The response keeps the normal OpenAI-compatible choices array and adds mistral.rs fields for tool work, files, and session state:

{
"choices": [
{
"message": {"role": "assistant", "content": "Tokyo is about ... Sources: ..."},
"finish_reason": "stop"
}
],
"agentic_tool_calls": [
{"round": 0, "name": "mistralrs_search_the_web", "arguments": "{\"query\":\"Tokyo population\"}", "result_content": "..."},
{"round": 1, "name": "mistralrs_execute_python", "arguments": "{\"code\":\"...\"}", "result_content": "Tokyo share: ...", "file_ids": ["file_tokyo_r1_0"]}
],
"files": [
{"id": "file_tokyo_r1_0", "name": "tokyo-population.png", "format": "png", "mime_type": "image/png", "bytes": 14823, "data_base64": "iVBORw0KGgo..."}
],
"session_id": "tokyo-demo"
}

agentic_tool_calls records the work the server did on behalf of the model. files contains structured outputs produced by tools; small files are inlined, larger ones are fetched by id. The wire schema lives in the HTTP API reference.

With stream: true, model text arrives as OpenAI-compatible chunks while tool progress and files arrive as named Server-Sent Events (SSE):

event: agentic_tool_call_progress
data: {"type":"agentic_tool_call_progress","round":0,"tool_name":"mistralrs_search_the_web","phase":"calling","data":{"tool_type":"web_search","query":"Tokyo population Japan population"}}
event: file_produced
data: {"id":"file_tokyo_r1_0","name":"tokyo-population.png","format":"png","mime_type":"image/png","bytes":14823}

The agentic runtime guide covers the event stream and files contract in depth.

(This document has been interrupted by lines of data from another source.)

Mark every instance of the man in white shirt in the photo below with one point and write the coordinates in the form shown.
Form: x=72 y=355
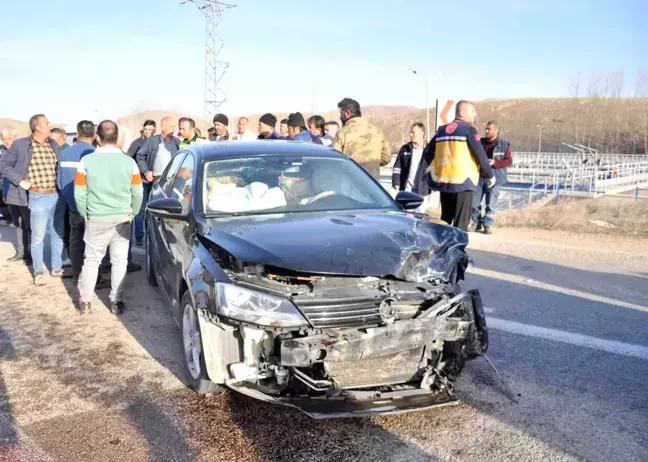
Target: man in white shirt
x=407 y=165
x=243 y=134
x=409 y=171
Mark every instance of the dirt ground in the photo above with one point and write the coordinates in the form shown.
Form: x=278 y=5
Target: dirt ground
x=603 y=215
x=102 y=387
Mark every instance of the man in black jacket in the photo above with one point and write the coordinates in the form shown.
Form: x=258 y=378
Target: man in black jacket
x=152 y=158
x=148 y=130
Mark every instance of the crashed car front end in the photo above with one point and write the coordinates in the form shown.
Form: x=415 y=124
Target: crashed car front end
x=338 y=345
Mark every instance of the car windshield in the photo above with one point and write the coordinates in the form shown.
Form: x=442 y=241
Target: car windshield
x=289 y=183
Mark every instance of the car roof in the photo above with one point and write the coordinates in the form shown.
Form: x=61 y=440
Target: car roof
x=219 y=149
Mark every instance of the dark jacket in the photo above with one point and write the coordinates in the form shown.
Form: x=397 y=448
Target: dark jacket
x=402 y=168
x=135 y=145
x=500 y=152
x=5 y=181
x=146 y=155
x=14 y=164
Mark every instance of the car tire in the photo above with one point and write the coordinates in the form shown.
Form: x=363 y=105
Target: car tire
x=150 y=270
x=192 y=350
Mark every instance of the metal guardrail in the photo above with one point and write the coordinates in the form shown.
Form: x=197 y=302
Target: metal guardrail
x=550 y=173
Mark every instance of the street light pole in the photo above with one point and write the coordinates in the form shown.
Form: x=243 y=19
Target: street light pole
x=427 y=106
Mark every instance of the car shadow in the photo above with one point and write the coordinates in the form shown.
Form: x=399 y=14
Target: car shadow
x=230 y=426
x=148 y=319
x=271 y=432
x=165 y=438
x=9 y=438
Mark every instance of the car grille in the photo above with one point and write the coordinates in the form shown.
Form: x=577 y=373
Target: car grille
x=371 y=372
x=351 y=312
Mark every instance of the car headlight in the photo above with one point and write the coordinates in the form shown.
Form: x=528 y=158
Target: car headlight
x=256 y=307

Full example

session_id lets later requests pick up the same agent state: message history, tool records, and the live Python interpreter.

Terminal window
curl http://localhost:1234/v1/chat/completions \
-H "Content-Type: application/json" \
-d '{
"model": "default",
"session_id": "tokyo-demo",
"messages": [
{"role": "user", "content": "Using the same analysis, explain the chart in one paragraph."}
],
"enable_code_execution": true
}'

If no session_id is passed, the server resolves or creates one and returns it in the response; see sessions for matching rules, export/import, and lifetimes.